ABSTRACT Since the Global Financial Crisis, Italy has become (again) a country of emigration for young people, with over one million Italians aged 18–34 living abroad [Fondazione Migrantes, ed. 2019. Rapporto Italiani nel Mondo 2019. Roma: Tau Editrice]. As the country of the ‘long family’, transitions to adulthood in Italy feature a distinctive, prolonged and late move out of the parental home. Transnational mobility thus provides not only an escape from high youth unemployment and economic stagnation, but allows young Italians to craft new ways to make an independent adult life. Drawing on in-depth interviews with 25 young Italians in Australia, we show how transnational mobility intersects with transitions to adulthood, focusing on experiences of independent dwelling and career trajectories in a unique, non-EU context. We argue that trajectories towards adulthood can be altered, anticipated, delayed and suspended by transnational mobility, and that young Italians actively renegotiate family expectations and migration requirements as they build ‘adult’ lives.
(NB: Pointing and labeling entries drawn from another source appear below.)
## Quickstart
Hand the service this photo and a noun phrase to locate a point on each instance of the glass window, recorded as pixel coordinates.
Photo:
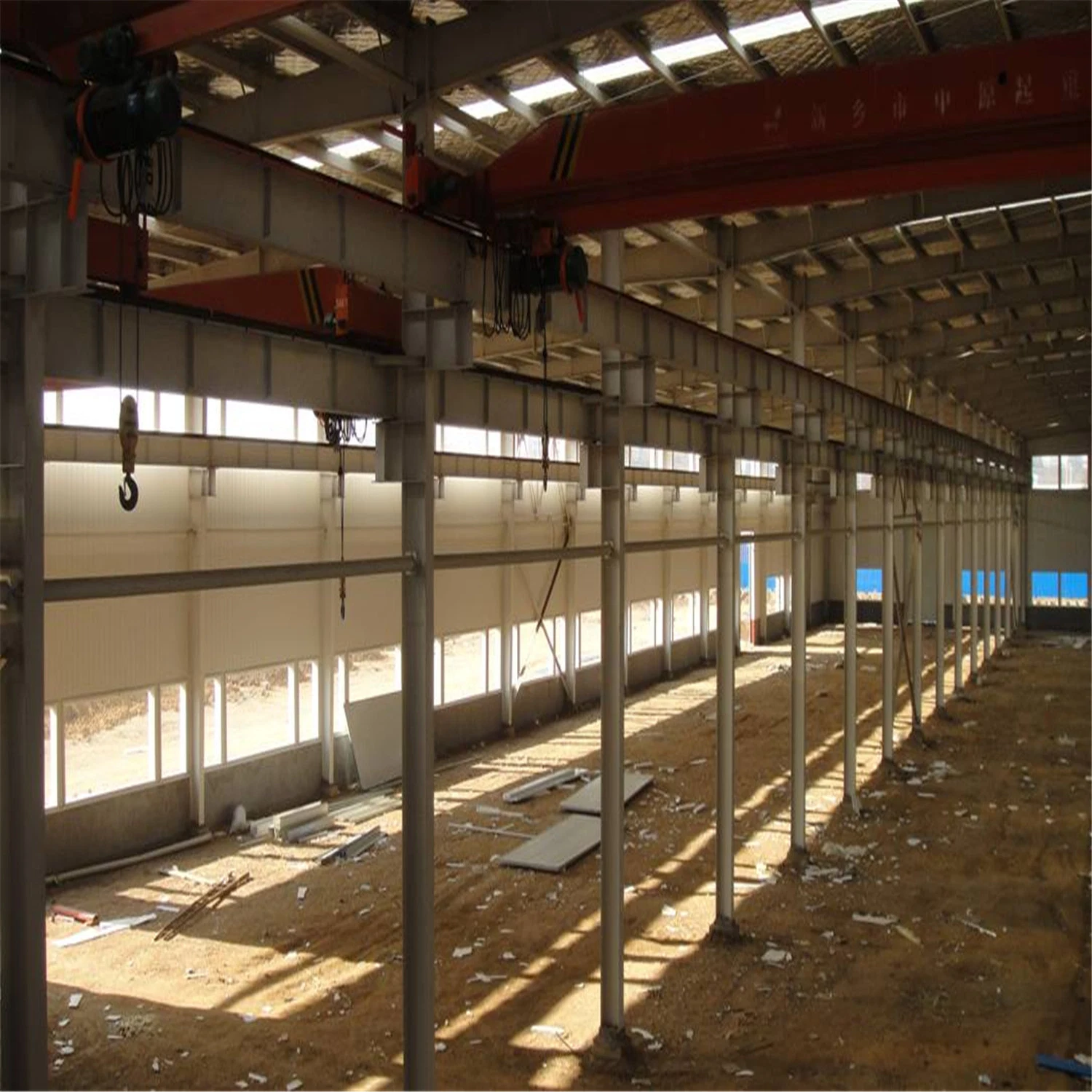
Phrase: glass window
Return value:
(591, 638)
(173, 729)
(869, 583)
(493, 681)
(375, 672)
(50, 767)
(463, 665)
(213, 698)
(1075, 472)
(644, 631)
(1075, 589)
(260, 714)
(1044, 589)
(775, 594)
(172, 413)
(537, 661)
(259, 421)
(308, 700)
(1044, 472)
(107, 744)
(684, 615)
While Australia’s relative economic stability provides opportunities for transitions ‘blocked’ in Italy, both adulthood and settlement are seldom fixed arrival points, and young people flexibly reconfigure their pathways as they navigate a complex immigration policy environment. Further, despite the freedom that considerable distance from family provides, transnational intergenerational relationships remain an important influence.